Very few items are able to offer the level of style and genuine quality that a Panerai watch can. Italy's Royal Navy turned to Panerai during the 1930s for dependable, water-resistant watches and the manufacturer has retained a supreme combination of Italian design and the very best in Swiss watch-making reliability ever since. Today, their watches are recognised around the world for their distinctive appearance, which blends classic and modern design elements perfectly into a single, iconic package. Stand out from the crowd with one of these bold, elegant, sophisticated and trendy watches, safe in the knowledge that you can depend upon it for many years to come.
The watch manufacturing company Officine Panerai was established in Florence, Italy back in 1860. Nevertheless, it has emerged as one of the biggest names in the Swiss luxury watch market, with its timepieces and in-house movements being created at a facility in Neuchâtel, Switzerland. Initially founded by Giovanni Panerai as a company for creating pocket watches, it soon became associated with supplying watches and other precision tools to the Italian Royal Navy and then to the general public. Here, we take a more detailed look at the company's history, which intertwines with Rolex and several other manufacturers.
The First Panerai Watch
Despite creating pocket watches and wristwatches for the Italian Royal Navy from the late 18th century onwards, in many ways, the history of Panerai as a serious wristwatch manufacturer must be traced back to 1916, at which point the company filed a patent for Radiomir, which is a radium-based substance, used to add luminosity to devices. In 1936, the company created a prototype of the model that would become known as the Panerai Radiomir and this was again designed for use by the Navy. It featured a large 47mm steel case, a leather strap and luminous dial markers and hands, which offered excellent legibility even in the dark.
Production of the Radiomir as a fully fledged dive watch began two years later, in 1938, at which point the model was slightly redesigned, with legibility being further enhanced by a decision to feature just four Arabic numerals on the dial, at the 3, 6 and 9 and 12 o'clock positions. At this point in time, Panerai models were actually designed and manufactured by Rolex, meaning that particular company actually produced its first dive watches several decades before the introduction of the Rolex Submariner.
Panerai Watch Models Evolution
In 1950, the Radiomir models were superseded by a new range called Luminor. These timepieces were named after a self-luminous substance of the same name, which was patented by the company one year earlier. However, the defining design feature of the Luminor models was a bridge protecting the winding crown.
Then, in 1956, the company created the Radiomir "Egiziano", which was designed specifically for use by the Egyptian Navy. This particular model featured an enormous 60mm case diameter and also featured the bridge protecting the crown, which became a Panerai patent around the same time.

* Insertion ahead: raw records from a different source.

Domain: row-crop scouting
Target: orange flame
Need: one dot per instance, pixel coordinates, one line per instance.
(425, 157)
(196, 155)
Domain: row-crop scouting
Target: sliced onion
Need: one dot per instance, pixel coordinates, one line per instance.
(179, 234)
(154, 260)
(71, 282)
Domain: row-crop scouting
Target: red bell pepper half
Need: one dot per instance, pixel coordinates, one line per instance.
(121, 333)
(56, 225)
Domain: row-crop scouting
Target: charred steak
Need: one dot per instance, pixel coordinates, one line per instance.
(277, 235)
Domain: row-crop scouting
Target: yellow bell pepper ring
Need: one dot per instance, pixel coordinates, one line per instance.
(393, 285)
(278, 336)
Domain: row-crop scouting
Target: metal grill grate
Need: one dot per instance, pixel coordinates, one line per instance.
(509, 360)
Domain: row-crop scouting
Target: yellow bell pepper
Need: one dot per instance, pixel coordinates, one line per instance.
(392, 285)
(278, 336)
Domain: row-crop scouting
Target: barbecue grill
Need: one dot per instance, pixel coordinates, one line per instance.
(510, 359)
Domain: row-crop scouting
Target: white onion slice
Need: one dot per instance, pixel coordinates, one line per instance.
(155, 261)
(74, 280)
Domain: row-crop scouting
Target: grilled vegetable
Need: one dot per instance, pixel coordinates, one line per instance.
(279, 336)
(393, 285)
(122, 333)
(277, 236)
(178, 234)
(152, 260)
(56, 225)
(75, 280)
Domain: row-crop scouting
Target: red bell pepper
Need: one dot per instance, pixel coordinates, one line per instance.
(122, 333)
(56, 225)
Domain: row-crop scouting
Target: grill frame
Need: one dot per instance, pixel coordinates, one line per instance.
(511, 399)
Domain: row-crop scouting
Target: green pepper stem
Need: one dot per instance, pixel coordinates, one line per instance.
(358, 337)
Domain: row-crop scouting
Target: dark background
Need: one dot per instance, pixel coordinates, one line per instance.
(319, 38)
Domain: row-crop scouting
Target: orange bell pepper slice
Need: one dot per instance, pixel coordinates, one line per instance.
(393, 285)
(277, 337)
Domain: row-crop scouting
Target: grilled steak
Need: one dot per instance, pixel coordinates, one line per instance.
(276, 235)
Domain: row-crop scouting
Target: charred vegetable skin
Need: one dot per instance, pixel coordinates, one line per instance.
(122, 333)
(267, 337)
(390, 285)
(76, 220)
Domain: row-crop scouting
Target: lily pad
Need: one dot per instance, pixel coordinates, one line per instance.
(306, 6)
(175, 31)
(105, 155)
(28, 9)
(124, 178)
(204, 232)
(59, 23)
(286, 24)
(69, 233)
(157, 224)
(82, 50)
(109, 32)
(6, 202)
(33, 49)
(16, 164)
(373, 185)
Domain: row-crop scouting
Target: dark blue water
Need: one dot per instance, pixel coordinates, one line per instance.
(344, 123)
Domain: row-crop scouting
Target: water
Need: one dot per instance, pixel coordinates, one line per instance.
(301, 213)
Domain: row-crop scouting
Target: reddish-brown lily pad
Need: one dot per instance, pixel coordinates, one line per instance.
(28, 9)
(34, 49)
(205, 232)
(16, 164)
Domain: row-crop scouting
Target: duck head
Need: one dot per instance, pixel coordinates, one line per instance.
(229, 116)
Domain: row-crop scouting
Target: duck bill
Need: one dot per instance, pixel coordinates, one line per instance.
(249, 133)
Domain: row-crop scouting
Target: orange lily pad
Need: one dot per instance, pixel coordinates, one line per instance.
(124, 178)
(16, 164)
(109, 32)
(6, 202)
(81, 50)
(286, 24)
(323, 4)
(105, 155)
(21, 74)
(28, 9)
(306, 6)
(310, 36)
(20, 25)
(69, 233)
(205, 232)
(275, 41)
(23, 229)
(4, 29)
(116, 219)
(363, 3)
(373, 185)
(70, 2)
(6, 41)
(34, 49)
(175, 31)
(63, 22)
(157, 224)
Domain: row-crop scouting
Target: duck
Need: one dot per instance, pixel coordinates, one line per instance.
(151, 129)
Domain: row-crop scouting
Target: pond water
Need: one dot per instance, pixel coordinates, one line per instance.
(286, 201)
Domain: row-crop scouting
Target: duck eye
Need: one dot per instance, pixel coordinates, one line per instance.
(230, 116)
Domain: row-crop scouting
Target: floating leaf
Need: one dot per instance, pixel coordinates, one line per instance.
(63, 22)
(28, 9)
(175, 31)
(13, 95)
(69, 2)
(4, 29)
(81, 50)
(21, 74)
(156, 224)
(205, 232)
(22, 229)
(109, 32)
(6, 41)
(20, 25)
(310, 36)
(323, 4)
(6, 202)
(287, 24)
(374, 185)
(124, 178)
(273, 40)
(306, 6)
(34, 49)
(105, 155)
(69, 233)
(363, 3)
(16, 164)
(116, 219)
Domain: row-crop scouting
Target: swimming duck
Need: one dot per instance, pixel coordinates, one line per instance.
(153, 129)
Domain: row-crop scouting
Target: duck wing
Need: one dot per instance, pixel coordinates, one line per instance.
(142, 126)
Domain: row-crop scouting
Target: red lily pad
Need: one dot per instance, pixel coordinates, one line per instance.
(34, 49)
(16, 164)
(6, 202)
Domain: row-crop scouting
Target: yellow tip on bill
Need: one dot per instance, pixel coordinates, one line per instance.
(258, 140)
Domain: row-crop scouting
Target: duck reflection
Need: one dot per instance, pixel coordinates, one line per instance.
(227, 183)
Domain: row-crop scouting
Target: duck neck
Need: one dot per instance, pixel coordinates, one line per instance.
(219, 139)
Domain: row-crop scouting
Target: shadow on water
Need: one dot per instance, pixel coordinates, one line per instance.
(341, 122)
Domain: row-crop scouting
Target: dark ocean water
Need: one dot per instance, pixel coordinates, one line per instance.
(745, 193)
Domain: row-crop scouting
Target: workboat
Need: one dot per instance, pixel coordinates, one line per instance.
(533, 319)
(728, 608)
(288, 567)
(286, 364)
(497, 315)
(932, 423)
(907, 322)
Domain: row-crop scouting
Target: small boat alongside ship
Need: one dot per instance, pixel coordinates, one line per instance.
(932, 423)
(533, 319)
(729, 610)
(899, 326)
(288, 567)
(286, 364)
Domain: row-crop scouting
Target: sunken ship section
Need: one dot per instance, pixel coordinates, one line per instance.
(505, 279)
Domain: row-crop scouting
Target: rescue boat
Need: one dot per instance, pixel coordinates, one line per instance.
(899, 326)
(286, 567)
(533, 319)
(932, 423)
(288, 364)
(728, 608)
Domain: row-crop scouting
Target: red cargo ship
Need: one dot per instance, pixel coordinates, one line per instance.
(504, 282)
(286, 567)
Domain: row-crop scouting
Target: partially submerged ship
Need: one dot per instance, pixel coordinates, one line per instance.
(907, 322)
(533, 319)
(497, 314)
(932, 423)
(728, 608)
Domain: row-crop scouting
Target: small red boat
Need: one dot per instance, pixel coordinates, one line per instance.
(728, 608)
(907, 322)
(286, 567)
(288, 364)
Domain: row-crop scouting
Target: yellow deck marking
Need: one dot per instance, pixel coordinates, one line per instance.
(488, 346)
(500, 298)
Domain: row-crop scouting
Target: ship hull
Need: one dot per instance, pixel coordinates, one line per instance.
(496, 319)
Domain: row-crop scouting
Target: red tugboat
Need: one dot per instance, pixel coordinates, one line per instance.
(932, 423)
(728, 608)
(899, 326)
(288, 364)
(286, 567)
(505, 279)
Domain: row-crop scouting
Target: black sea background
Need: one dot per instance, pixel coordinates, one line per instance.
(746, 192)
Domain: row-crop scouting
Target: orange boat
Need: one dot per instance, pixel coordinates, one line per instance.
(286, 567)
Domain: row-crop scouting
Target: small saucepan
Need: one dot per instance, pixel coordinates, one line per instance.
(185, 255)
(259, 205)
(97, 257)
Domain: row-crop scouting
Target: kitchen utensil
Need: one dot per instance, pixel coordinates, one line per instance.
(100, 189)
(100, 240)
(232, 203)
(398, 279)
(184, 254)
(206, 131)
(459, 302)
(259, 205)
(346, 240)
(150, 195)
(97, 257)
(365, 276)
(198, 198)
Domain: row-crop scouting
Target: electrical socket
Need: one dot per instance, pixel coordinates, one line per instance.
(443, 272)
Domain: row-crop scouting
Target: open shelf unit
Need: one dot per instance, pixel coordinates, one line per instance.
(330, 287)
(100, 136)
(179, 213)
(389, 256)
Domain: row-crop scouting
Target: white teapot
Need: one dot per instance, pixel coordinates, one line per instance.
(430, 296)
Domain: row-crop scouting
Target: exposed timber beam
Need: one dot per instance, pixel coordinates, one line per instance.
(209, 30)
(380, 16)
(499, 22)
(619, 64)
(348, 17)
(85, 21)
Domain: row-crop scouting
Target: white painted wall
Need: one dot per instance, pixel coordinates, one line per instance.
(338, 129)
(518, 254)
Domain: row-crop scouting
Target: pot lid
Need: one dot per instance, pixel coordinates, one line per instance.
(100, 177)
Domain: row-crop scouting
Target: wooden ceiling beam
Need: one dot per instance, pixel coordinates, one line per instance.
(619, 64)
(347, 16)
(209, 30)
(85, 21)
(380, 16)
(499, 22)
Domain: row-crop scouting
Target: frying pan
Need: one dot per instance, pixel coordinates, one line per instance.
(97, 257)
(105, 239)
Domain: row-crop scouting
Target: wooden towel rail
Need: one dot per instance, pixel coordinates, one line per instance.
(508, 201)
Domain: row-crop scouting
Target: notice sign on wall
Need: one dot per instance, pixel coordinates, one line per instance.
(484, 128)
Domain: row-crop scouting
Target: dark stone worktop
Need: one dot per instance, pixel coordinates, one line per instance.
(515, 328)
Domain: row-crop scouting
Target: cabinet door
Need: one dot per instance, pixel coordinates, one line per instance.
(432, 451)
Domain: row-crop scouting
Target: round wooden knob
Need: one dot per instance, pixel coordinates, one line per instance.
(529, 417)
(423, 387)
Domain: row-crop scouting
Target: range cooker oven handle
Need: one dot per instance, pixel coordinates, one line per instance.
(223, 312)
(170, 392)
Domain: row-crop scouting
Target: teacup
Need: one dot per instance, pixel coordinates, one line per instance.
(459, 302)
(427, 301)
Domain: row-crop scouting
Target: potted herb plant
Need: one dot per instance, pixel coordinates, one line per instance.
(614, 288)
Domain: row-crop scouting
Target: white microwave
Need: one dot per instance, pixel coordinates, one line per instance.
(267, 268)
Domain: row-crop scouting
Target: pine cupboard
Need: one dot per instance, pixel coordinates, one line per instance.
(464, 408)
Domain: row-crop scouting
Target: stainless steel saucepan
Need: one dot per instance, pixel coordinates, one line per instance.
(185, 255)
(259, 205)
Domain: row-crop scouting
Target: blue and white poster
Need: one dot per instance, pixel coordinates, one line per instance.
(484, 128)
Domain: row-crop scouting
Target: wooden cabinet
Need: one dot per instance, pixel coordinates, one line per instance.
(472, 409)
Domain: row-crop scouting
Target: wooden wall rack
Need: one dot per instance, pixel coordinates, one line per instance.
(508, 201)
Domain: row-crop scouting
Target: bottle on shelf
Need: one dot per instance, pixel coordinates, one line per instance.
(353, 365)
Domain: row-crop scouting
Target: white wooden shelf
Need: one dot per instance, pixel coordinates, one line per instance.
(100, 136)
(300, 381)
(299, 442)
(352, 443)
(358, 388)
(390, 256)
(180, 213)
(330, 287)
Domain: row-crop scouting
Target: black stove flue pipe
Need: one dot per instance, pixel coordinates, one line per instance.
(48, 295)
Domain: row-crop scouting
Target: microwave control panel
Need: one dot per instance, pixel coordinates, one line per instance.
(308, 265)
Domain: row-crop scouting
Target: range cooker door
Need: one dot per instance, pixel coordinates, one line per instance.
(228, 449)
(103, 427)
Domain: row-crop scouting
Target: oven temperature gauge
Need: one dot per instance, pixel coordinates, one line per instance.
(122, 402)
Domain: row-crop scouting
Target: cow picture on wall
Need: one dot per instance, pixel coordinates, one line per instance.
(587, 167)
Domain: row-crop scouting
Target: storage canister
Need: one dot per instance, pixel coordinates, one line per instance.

Following 1956, the association between Panerai and Rolex came to an end and gradually, the company began to fall back on its supply of marine-based watches to military personnel. Eventually, in 1993, the company made the transition towards selling its watches to the general public.
New Panerai Watch Models
Panerai's decision to enter the civilian market began with three limited edition models: the Luminor, the Luminor Marina and the Mare Nostrum. The Luminor models featured a 44mm case, while the Mare Nostrum was introduced with a 42mm case, which would later increase to 52mm with the 2015 release of the Mare Nostrum Titanio.
In 1997, the company was purchased by Richemont Group, who repositioned it as a luxury watch manufacturer and increased the number of watches the company produced. In 2005, Panerai produced its first in-house movement.
Today, Panerai sell timepieces with four main case types. The Luminor is a contemporary design, with either 40mm or 44mm case sizes, while the Luminor 1950 is the descendent of the original Luminor models from the 1950s. Both of these cases feature the now iconic bridge protecting the crown.
The Radiomir, which has the most extensive history of any Panerai watch, was also reintroduced and is available in 42mm, 43mm, 45mm and 47mm case sizes. Moreover, the company signed a deal with Italian car giants Ferrari in 2005 and its 40mm and 45mm Ferrari cases feature a large textured crown and a very modern design. Panerai even offers a range of exclusive Wall Clocks.